Blumhouse Movie 'Adrift' Will Reunite 'Requiem For A Dream' Team Darren Aronofsky And Jared Leto
Jared Leto is reuniting with his Requiem for a Dream director Darren Aronofsky for Adrift, a Blumhouse film based on a short story by Koji Suzuki, the author of the Ring novels that inspired both Ringu and the American remake The Ring. The story follows the crew of a fishing trawler that comes across an abandoned yacht on the open sea.
Deadline broke the news about Adrift, reporting that Darren Aronofsky will direct and reunite with his Requiem for a Dream star Jared Leto. The film is based on the Koji Suzuki story of the same name, and the rights for the story have been knocking around Hollywood for a few years now. At one point, Dimension Films was set to turn it into a flick, but now the project has ended up in the hands of Blumhouse. Blumhouse will produce with Leto and Emma Ludbrook via Leto's production company Paradox. Carla Hacken will also produce. And, as Deadline adds, "Ludbrook pursued the rights for 10 years before bringing to Blum and Aronofsky."
Aronofsky will write the script with Luke Dawson. Adrift is "set in the dead calm of the open sea, where a fishing boat discovers an abandoned yacht with a strange distress call. A deckhand agrees to take lone control of it while it's towed into port, but soon he discovers why the rest of his more experienced crew members call it a 'Ghost Ship.'"
This sounds promising and I like the idea of Aronofsky making a horror movie, or at least a movie that's horror-adjacent. As he showed with mother! (a movie that's actually good despite the naysayers), he has a knack for horror. Black Swan could also be classified as a horror film, Pi has some horror elements, and Requiem for a Dream has plenty of horrific stuff from scene to scene. Is it time we just go ahead and classify Aronofsky as a horror director? Discuss among yourselves and then have your findings on my desk by tomorrow.
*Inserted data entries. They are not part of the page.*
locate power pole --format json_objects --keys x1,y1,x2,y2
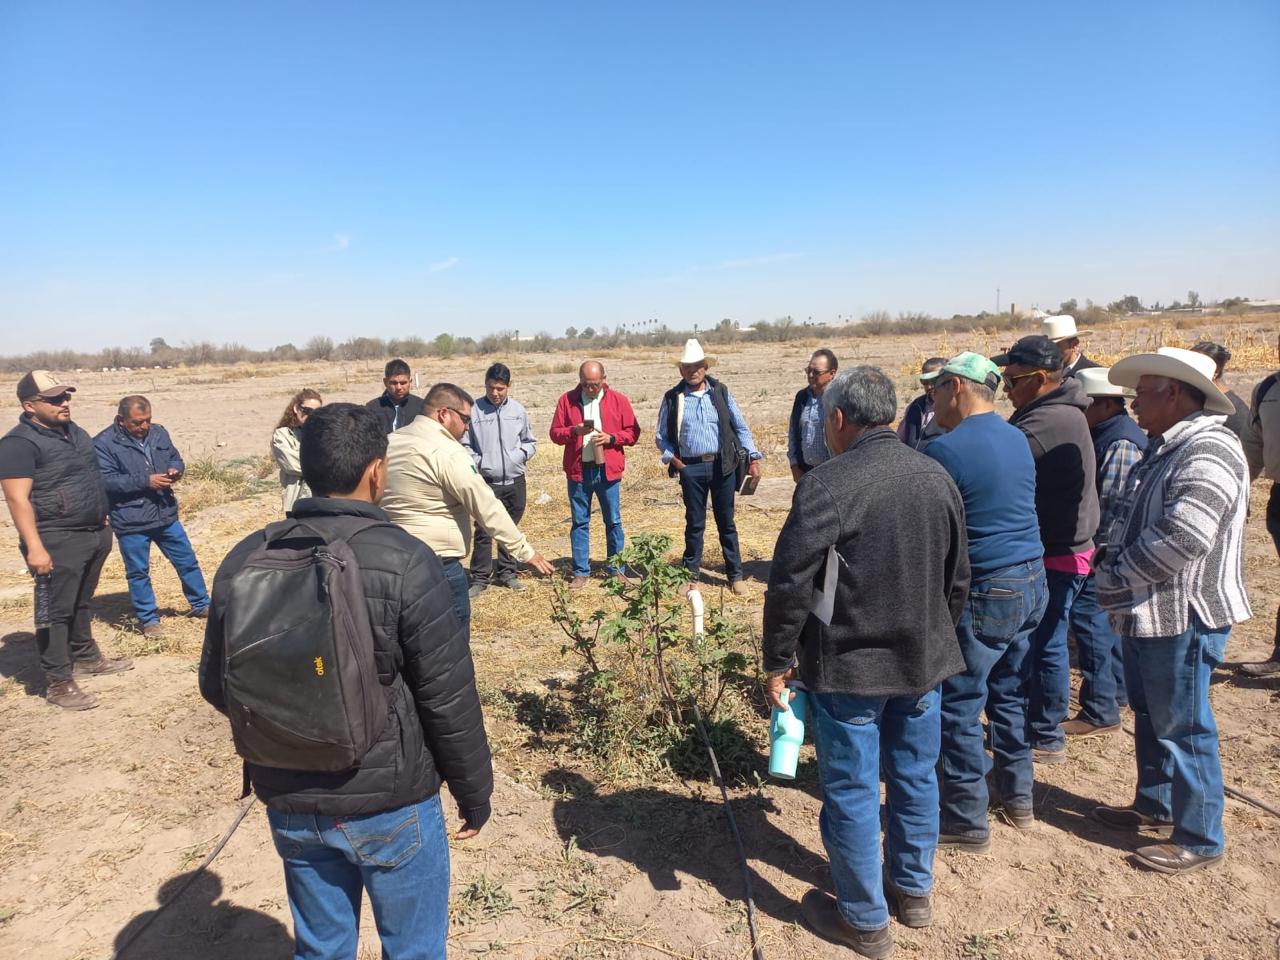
[{"x1": 996, "y1": 288, "x2": 1001, "y2": 314}]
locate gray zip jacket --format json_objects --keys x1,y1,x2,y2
[{"x1": 463, "y1": 395, "x2": 536, "y2": 485}]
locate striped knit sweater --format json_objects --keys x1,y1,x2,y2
[{"x1": 1095, "y1": 412, "x2": 1251, "y2": 638}]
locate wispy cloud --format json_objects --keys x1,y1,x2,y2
[
  {"x1": 715, "y1": 251, "x2": 806, "y2": 270},
  {"x1": 428, "y1": 256, "x2": 460, "y2": 274},
  {"x1": 327, "y1": 233, "x2": 351, "y2": 253}
]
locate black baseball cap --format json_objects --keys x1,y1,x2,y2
[{"x1": 990, "y1": 335, "x2": 1063, "y2": 371}]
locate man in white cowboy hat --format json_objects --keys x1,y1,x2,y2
[
  {"x1": 1092, "y1": 347, "x2": 1249, "y2": 875},
  {"x1": 1060, "y1": 368, "x2": 1148, "y2": 739},
  {"x1": 655, "y1": 339, "x2": 762, "y2": 596},
  {"x1": 1041, "y1": 315, "x2": 1100, "y2": 378}
]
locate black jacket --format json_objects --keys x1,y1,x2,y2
[
  {"x1": 198, "y1": 497, "x2": 493, "y2": 824},
  {"x1": 1063, "y1": 355, "x2": 1101, "y2": 378},
  {"x1": 1, "y1": 415, "x2": 107, "y2": 533},
  {"x1": 763, "y1": 428, "x2": 970, "y2": 697},
  {"x1": 93, "y1": 423, "x2": 184, "y2": 534},
  {"x1": 367, "y1": 393, "x2": 425, "y2": 433},
  {"x1": 1008, "y1": 377, "x2": 1100, "y2": 556}
]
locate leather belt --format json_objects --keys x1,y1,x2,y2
[{"x1": 690, "y1": 453, "x2": 717, "y2": 462}]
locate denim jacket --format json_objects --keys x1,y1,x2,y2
[{"x1": 93, "y1": 423, "x2": 184, "y2": 534}]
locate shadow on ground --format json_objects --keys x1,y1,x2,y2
[
  {"x1": 0, "y1": 631, "x2": 42, "y2": 697},
  {"x1": 545, "y1": 768, "x2": 828, "y2": 926},
  {"x1": 114, "y1": 869, "x2": 293, "y2": 960}
]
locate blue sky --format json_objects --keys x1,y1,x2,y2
[{"x1": 2, "y1": 1, "x2": 1278, "y2": 352}]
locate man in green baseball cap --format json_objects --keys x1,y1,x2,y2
[{"x1": 920, "y1": 352, "x2": 1049, "y2": 851}]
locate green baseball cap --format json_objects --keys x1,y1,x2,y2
[{"x1": 919, "y1": 352, "x2": 1001, "y2": 390}]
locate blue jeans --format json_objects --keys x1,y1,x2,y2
[
  {"x1": 811, "y1": 688, "x2": 941, "y2": 931},
  {"x1": 940, "y1": 559, "x2": 1047, "y2": 835},
  {"x1": 1069, "y1": 573, "x2": 1127, "y2": 726},
  {"x1": 1027, "y1": 568, "x2": 1087, "y2": 751},
  {"x1": 1267, "y1": 484, "x2": 1280, "y2": 656},
  {"x1": 116, "y1": 520, "x2": 209, "y2": 626},
  {"x1": 567, "y1": 464, "x2": 625, "y2": 577},
  {"x1": 267, "y1": 793, "x2": 450, "y2": 960},
  {"x1": 440, "y1": 559, "x2": 470, "y2": 634},
  {"x1": 1124, "y1": 613, "x2": 1229, "y2": 857},
  {"x1": 677, "y1": 458, "x2": 742, "y2": 580}
]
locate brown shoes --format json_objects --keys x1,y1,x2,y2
[
  {"x1": 141, "y1": 623, "x2": 165, "y2": 638},
  {"x1": 1093, "y1": 804, "x2": 1174, "y2": 837},
  {"x1": 799, "y1": 890, "x2": 894, "y2": 958},
  {"x1": 1133, "y1": 843, "x2": 1223, "y2": 874},
  {"x1": 1237, "y1": 658, "x2": 1280, "y2": 677},
  {"x1": 1062, "y1": 717, "x2": 1122, "y2": 737},
  {"x1": 73, "y1": 656, "x2": 135, "y2": 678},
  {"x1": 569, "y1": 576, "x2": 589, "y2": 590},
  {"x1": 46, "y1": 679, "x2": 98, "y2": 711},
  {"x1": 729, "y1": 579, "x2": 750, "y2": 597},
  {"x1": 676, "y1": 582, "x2": 694, "y2": 598}
]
Before Aronofsky makes Adrift, though, he'll make the A24 film The Whale with Brendan Fraser. I'm a fan of most of Aronofsky's work, so I'm happy to see him return to directing (he hasn't helmed a feature since mother! in 2017). I'm not the biggest fan of Leto, though, so his involvement here does very little for me. But I'm more than willing to check Adrift out whenever it sails into theaters.